I don't know if it was just my anxiety of people hating me or if it was a fear of missing out (FOMO). Even recently, it has gotten me down. However, over the past month or so, I finally realized something: you don't have to hang out every day to still consider each other friends.

Everyone has a life that they're trying to balance, especially after high school. People work (maybe even more than one job) and go to school. Some have to take care of family members or do things for their family. Some people are focusing on themselves. Some have relationships to maintain. Whatever it is, we all have lives that we're trying to balance.

We all want to have fun, but school, work, and our families are the priorities.

Even if they're out hanging with other people, it doesn't mean that they don't want to hang out with you. Free time is served on a "first come, first serve" basis. It's hard to balance hanging out with multiple people.

I also learned that it doesn't matter the number of friends you have. What truly matters is the quality. Ask yourself, "Who's there for me when I really need someone?" The people who are there for you when you really need someone to talk to are your TRUE friends.

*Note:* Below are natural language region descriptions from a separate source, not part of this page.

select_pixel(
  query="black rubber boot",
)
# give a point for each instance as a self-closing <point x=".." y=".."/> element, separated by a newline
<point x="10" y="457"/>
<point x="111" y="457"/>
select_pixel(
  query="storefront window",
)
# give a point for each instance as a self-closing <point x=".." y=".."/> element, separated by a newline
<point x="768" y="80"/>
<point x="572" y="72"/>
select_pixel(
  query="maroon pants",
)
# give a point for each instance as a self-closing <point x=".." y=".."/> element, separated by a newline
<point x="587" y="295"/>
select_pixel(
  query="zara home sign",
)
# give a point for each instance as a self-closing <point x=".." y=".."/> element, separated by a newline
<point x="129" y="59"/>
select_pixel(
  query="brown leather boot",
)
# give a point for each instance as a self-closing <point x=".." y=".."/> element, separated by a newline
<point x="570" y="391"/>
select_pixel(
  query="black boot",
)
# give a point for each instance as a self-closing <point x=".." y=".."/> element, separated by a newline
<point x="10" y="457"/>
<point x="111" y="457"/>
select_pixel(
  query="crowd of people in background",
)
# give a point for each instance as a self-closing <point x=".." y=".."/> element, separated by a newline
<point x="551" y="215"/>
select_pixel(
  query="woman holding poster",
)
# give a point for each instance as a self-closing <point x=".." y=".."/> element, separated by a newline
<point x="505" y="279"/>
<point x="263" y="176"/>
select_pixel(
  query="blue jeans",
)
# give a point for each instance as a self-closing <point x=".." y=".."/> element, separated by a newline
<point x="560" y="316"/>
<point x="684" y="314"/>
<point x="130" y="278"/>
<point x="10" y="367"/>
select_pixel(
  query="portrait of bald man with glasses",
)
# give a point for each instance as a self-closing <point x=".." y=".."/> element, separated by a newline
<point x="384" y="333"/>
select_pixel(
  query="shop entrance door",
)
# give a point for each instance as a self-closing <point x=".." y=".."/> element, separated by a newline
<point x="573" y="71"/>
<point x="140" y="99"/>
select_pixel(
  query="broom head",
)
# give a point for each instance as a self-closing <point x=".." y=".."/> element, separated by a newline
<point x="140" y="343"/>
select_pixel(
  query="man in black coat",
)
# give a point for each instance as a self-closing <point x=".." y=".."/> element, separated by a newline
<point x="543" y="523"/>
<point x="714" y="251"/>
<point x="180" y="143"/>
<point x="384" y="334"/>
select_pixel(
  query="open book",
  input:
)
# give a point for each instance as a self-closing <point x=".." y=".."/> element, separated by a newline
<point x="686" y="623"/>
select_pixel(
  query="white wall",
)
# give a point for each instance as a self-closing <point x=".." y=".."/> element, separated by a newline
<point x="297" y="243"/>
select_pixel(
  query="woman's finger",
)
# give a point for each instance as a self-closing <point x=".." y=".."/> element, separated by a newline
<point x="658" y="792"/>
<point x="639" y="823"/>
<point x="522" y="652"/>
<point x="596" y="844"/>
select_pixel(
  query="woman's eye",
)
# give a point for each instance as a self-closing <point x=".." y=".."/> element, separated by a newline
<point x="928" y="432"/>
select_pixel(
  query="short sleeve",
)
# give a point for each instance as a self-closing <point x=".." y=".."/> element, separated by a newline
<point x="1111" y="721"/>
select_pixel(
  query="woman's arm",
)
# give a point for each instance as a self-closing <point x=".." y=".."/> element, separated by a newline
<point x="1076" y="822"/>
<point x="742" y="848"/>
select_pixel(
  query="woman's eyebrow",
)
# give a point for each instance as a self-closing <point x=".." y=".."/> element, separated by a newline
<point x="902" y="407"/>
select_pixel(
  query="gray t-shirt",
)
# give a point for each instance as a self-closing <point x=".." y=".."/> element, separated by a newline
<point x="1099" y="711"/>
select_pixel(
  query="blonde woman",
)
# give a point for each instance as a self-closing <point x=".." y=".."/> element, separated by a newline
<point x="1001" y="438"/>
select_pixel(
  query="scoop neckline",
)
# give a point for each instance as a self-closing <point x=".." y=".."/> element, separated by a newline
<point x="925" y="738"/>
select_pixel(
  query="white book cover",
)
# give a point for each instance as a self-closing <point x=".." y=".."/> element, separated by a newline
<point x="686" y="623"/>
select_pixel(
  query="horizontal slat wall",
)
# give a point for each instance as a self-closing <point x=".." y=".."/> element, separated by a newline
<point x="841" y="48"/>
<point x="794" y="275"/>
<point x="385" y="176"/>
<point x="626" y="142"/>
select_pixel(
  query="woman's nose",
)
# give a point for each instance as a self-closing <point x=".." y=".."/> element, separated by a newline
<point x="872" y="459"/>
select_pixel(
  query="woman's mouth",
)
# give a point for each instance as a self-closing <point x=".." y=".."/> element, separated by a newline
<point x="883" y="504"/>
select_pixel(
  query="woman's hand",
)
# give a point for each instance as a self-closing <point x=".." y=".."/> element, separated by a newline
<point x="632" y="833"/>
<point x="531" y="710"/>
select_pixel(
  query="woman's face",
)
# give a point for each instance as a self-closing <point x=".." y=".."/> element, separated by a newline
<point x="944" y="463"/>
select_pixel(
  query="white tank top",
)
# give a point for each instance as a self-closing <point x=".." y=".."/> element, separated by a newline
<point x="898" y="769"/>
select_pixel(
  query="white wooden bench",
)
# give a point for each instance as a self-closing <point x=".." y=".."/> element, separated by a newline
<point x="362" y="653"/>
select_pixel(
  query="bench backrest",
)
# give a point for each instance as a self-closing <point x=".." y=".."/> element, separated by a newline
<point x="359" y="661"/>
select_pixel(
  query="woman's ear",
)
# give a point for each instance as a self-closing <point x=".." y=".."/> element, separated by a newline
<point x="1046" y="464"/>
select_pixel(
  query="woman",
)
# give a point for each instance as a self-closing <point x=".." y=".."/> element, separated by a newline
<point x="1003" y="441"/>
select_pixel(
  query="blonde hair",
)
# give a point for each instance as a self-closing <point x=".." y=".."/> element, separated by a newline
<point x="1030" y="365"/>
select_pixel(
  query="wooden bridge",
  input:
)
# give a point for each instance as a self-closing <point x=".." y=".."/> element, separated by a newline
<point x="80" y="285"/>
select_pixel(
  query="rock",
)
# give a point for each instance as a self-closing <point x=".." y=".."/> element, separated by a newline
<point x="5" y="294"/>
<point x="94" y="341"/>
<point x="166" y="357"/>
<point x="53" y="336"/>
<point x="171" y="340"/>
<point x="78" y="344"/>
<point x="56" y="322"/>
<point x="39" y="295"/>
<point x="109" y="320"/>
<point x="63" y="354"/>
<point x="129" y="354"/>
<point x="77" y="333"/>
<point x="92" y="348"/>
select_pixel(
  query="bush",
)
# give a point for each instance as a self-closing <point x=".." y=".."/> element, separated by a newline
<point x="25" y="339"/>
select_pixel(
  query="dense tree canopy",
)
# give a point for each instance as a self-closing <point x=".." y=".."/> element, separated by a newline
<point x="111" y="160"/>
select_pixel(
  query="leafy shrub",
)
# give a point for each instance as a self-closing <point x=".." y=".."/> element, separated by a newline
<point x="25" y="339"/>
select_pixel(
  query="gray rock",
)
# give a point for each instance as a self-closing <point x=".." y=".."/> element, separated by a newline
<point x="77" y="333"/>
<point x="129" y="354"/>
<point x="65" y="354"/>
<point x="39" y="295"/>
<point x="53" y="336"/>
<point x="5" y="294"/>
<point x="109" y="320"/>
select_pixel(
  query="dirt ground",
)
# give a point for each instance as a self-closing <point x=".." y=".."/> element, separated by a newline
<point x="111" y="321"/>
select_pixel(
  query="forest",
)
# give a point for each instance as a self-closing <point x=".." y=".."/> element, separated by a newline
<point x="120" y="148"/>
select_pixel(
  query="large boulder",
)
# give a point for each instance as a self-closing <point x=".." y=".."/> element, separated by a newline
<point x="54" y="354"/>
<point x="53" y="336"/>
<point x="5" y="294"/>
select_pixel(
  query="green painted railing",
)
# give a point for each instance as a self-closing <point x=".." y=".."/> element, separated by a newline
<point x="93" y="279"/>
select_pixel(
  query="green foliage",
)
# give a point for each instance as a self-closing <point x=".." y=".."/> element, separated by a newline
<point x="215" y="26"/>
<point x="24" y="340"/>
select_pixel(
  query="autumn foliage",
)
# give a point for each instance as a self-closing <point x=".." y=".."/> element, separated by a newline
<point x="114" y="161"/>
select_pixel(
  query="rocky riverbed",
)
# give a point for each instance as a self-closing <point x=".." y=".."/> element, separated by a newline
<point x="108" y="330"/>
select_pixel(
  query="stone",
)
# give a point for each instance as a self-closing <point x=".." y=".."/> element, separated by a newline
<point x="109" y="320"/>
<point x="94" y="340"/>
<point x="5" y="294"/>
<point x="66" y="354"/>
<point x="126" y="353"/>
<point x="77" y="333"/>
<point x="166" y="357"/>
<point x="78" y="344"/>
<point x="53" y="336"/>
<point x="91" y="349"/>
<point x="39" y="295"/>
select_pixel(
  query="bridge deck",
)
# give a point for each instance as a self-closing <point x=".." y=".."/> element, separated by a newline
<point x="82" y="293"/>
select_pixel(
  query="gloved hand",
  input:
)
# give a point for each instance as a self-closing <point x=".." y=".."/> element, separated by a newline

It's not easy to be there for someone and make them feel better. If they offer to listen or give advice, they care!

I know that it may feel like you have no friends sometimes, but that's not true. Life after high school is hard at times. You're an adult. You have to do adult things and take care of yourself first.

You have to realize that everyone has a busy schedule and not all your friends' schedules will align with yours, but that's okay! You don't need to hang out with friends every day to consider them your friends. What truly matters is if they are there for you when you need them.